A variety of mechanical problems could cause this breakdown, but it is very likely that a weasel …weaseled its way under your car and gnawed at the wires, just because that’s what these creatures seem to do in Switzerland.

And if you think that weasel-inflicted damage is rare and inconsequential — it isn’t.

For instance, each year AXA Insurance treats about 17,000 claims of damage perpetrated by weasels, which are particularly active during May and June. In 2020, these claims amounted to approximately 8 million francs.

READ MORE: Everything you need to know about car insurance in Switzerland

According to Swiss Professional Automobile Association (UPSA), “weasels like to eat automotive cables, pipes, insulating mats and rubber parts. This is why Swiss vehicles suffer damage estimated at several million francs every year”.

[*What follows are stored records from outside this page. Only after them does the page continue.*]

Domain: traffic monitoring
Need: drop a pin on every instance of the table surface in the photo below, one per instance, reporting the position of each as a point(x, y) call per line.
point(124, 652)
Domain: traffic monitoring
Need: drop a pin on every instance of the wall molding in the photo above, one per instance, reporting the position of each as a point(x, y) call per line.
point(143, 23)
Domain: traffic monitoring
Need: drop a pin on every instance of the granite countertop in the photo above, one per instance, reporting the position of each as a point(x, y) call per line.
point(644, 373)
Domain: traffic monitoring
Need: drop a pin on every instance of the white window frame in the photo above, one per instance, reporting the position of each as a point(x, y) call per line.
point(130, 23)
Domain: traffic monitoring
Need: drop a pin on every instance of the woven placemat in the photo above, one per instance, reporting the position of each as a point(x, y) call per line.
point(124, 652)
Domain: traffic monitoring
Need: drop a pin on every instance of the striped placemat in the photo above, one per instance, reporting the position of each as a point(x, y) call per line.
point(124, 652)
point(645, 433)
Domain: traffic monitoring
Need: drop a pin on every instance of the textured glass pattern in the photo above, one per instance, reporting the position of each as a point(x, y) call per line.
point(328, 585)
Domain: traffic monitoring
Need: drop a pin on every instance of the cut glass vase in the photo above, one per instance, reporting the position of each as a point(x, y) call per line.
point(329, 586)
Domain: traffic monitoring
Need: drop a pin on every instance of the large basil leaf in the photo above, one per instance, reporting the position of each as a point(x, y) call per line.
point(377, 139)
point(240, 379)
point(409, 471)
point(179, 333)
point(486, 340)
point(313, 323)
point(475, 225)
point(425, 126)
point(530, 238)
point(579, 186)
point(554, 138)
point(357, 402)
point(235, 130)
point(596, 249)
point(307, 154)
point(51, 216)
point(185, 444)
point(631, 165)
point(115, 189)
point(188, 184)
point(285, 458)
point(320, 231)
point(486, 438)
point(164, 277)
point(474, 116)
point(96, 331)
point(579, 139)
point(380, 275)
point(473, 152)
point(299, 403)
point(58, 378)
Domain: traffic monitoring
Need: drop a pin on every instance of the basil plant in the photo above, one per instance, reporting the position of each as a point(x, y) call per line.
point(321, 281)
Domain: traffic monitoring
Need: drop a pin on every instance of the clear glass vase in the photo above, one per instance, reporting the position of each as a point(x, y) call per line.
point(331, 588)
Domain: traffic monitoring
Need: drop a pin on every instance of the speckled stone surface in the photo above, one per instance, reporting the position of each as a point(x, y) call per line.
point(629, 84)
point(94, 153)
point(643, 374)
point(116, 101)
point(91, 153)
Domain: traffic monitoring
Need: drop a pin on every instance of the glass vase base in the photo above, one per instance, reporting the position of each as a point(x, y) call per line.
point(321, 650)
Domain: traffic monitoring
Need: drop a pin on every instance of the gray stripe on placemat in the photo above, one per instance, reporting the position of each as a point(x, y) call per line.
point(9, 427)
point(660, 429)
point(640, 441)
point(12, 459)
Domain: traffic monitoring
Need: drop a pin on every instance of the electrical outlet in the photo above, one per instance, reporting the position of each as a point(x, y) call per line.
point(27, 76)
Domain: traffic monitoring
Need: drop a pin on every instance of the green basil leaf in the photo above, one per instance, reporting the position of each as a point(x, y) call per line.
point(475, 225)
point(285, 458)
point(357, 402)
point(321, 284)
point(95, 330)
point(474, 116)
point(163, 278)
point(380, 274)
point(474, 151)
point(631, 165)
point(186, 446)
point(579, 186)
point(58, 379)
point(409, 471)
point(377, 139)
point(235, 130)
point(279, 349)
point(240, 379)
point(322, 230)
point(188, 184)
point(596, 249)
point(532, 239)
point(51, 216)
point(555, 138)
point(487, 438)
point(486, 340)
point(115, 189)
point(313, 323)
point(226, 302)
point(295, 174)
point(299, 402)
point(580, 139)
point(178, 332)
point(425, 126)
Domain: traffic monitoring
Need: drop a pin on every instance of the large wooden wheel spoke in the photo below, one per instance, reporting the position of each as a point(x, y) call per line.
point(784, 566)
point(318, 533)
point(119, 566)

However, weasels don’t just “eat” vehicle components; they attack them in the literal sense of the word.

And it is not a pretty sight — or smell.

These animals  “feel very comfortable in the warm environment of engine compartments. They mark their territory by depositing odorous secretions each time they visit a car. Until then, the mammal does not cause any damage. This becomes problematic as soon as one of its congeners enters the same engine compartment and perceives the smell of the other. This awakens the territorial instinct in him. This is why it bites and then gnaws anything that carries the scent of the other animal”, UPSA reports.

Now that you know how and why this happens, the question is — what can you do about it?

One preventive measure recommended by UPSA is to regularly wash the engine, as this may neutralise the animals’ ‘markers’ and deter other weasels from munching.

How much does it cost to repair the damage?

Depending on what kind of havoc a weasel wreaks under the hood, costs of repair vary, with an average price being 450 francs, according to AXA.

It is therefore important to make sure your auto insurance covers weasel damage.  The premium will be determined by your car model, its age, and the extent of coverage you choose, but it is an option offered by all Swiss insurance companies.

This is just one more thing to make sure your life in Switzerland doesn’t get too boring.